Antiaging therapies often have cell type‐specific effects, which can be clarified through single‐cell and spatial epigenomics. For example, partial reprogramming has been shown to rejuvenate fibroblasts more effectively than neurons, highlighting differences in epigenetic plasticity across cell types [402, 403]. Similarly, senolytics selectively clear senescent cells, preserving healthy populations and improving overall tissue function [404, 405].

Recent studies using single‐cell technologies have demonstrated that CR alters chromatin accessibility in energy‐regulating pathways in muscle cells while restoring DNA methylation patterns in neurons associated with memory and learning [406, 407]. These findings underscore the potential of tailoring rejuvenation strategies to the specific needs of different tissues. The integration of single‐cell and spatial epigenomics in clinical research is paving the way for precision medicine. By capturing the nuanced effects of therapies at the cellular level, this approach ensures that interventions are both effective and safe, minimizing off‐target effects while maximizing therapeutic benefits.

In the field of antiaging research, the development of effective and safe intervention measures is one of the core goals. To achieve this goal, it is essential to establish scientifically reliable efficacy evaluation models to accurately assess the short‐term and long‐term effects of antiaging interventions. A good efficacy evaluation model should not only consider changes in biomarkers but also integrate multiple aspects, including physiological function, healthspan, and lifespan.

With the advancement of epigenetic aging research, ethical considerations and social impacts related to epigenetic reprogramming and genome modification have become increasingly prominent.

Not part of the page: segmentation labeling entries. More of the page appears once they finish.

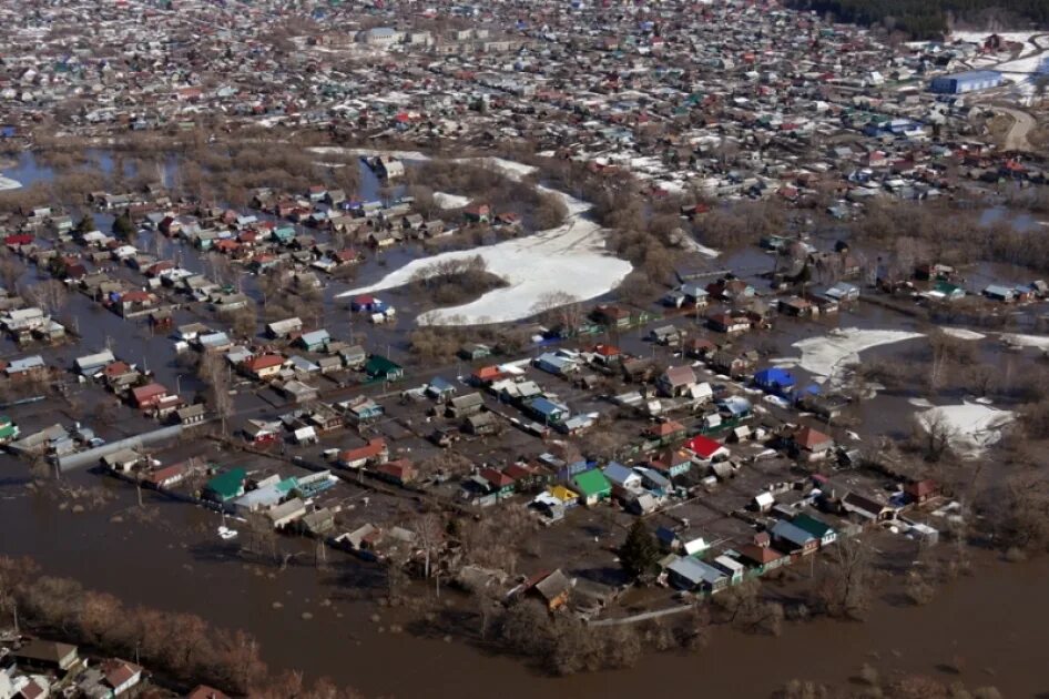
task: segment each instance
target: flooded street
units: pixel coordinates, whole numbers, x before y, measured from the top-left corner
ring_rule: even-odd
[[[864,624],[788,624],[781,638],[719,629],[699,654],[650,654],[631,670],[550,678],[459,642],[391,632],[390,624],[404,621],[400,615],[360,599],[369,586],[381,585],[381,575],[366,564],[332,553],[328,569],[318,571],[312,546],[304,544],[297,563],[284,571],[245,565],[234,545],[211,535],[214,513],[150,494],[146,504],[157,516],[143,524],[131,514],[134,494],[110,480],[102,483],[118,494],[111,505],[59,511],[53,500],[27,495],[18,476],[22,467],[2,458],[0,553],[32,556],[45,573],[77,578],[130,604],[244,628],[274,668],[327,675],[369,696],[422,696],[439,683],[442,696],[464,698],[491,697],[496,686],[508,699],[550,691],[629,697],[649,691],[658,677],[663,688],[765,697],[792,678],[842,686],[864,662],[883,677],[897,669],[923,672],[969,687],[994,685],[1007,697],[1049,691],[1041,670],[1049,640],[1045,559],[1008,565],[978,555],[972,575],[948,585],[928,606],[880,600]],[[99,483],[89,474],[77,478]],[[287,550],[294,544],[286,543]],[[303,619],[304,612],[313,618]],[[1009,620],[1007,632],[1002,619]],[[950,669],[955,666],[960,676]]]

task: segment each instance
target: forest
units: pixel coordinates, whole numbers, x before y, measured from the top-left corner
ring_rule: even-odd
[[[1049,23],[1049,0],[792,0],[791,4],[917,40],[941,39],[957,26],[1019,29]]]

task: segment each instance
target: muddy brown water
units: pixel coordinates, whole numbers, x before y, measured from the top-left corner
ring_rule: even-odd
[[[699,654],[649,654],[630,670],[550,678],[472,646],[391,632],[389,626],[405,619],[359,598],[361,589],[381,584],[367,565],[333,554],[329,569],[318,571],[306,545],[284,571],[245,565],[235,546],[216,540],[213,513],[151,498],[159,517],[141,524],[128,516],[133,495],[108,480],[102,483],[116,494],[112,504],[60,511],[53,500],[27,494],[22,467],[2,459],[0,554],[32,556],[49,574],[130,604],[244,628],[261,641],[271,666],[326,675],[369,696],[630,697],[658,681],[690,693],[764,697],[791,678],[844,686],[864,662],[883,676],[924,672],[970,687],[994,685],[1008,697],[1049,692],[1043,559],[1009,565],[978,556],[974,574],[928,606],[879,602],[864,624],[787,625],[781,638],[719,629]],[[89,474],[78,477],[99,483]],[[114,514],[122,520],[114,521]],[[304,620],[305,611],[313,618]]]

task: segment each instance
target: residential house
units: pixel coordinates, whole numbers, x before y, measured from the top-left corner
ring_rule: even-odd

First, epigenetic research involves a large amount of highly sensitive personal health and lifestyle information. If leaked, this information could cause serious harm to individuals. Moreover, gene editing, compound treatments, individual lifestyle factors, and environmental factors can all cause epigenetic changes. For example, the same stress response pathway (such as oxidative stress) can be activated by different substances like pesticides and nicotine, and there is a lack of specific biomarkers. This complexity makes it difficult to clearly define disease liability and also makes it challenging for research participants to fully understand the implications and potential impacts. Second, the ability to modify the epigenome raises questions about the long‐term effects of these modifications on individuals and their offspring. For instance, if epigenetic changes can be transmitted to future generations, they may have transgenerational effects on aging and disease susceptibility. This could also lead to the creation of "designer babies," raising a host of complex ethical and moral issues [438]. Finally, research and interventions in epigenetics will prompt policymakers to pay more attention to the relationship between the environment and health and to strengthen measures such as environmental pollution control and public health improvement to reduce disease risks. It will also promote public awareness of the impact of lifestyle and environmental factors on health and foster interdisciplinary collaboration to address complex health problems. However, at the same time, it may also lead to a further widening of health disparities and exacerbate social inequality. Therefore, the rapid development of epigenetics and its therapies brings new hope for human health but also brings complex ethical and social issues. Issues such as privacy protection, misuse of gene editing, and social inequality need to be given sufficient attention alongside technological development. It is essential to develop reasonable policies and regulations to promote the positive role of epigenetics in human health while minimizing its potential negative impacts.

One of the most important advances in epigenetic aging research has been the development of high‐resolution mapping techniques [439]. These methods have allowed researchers to identify subtle age‐related changes in the epigenome with unprecedented accuracy. The integration of single‐cell multiomics has provided further insights into how aging affects gene expression at the cellular level, allowing for a better understanding of the molecular underpinnings of aging and related diseases [440].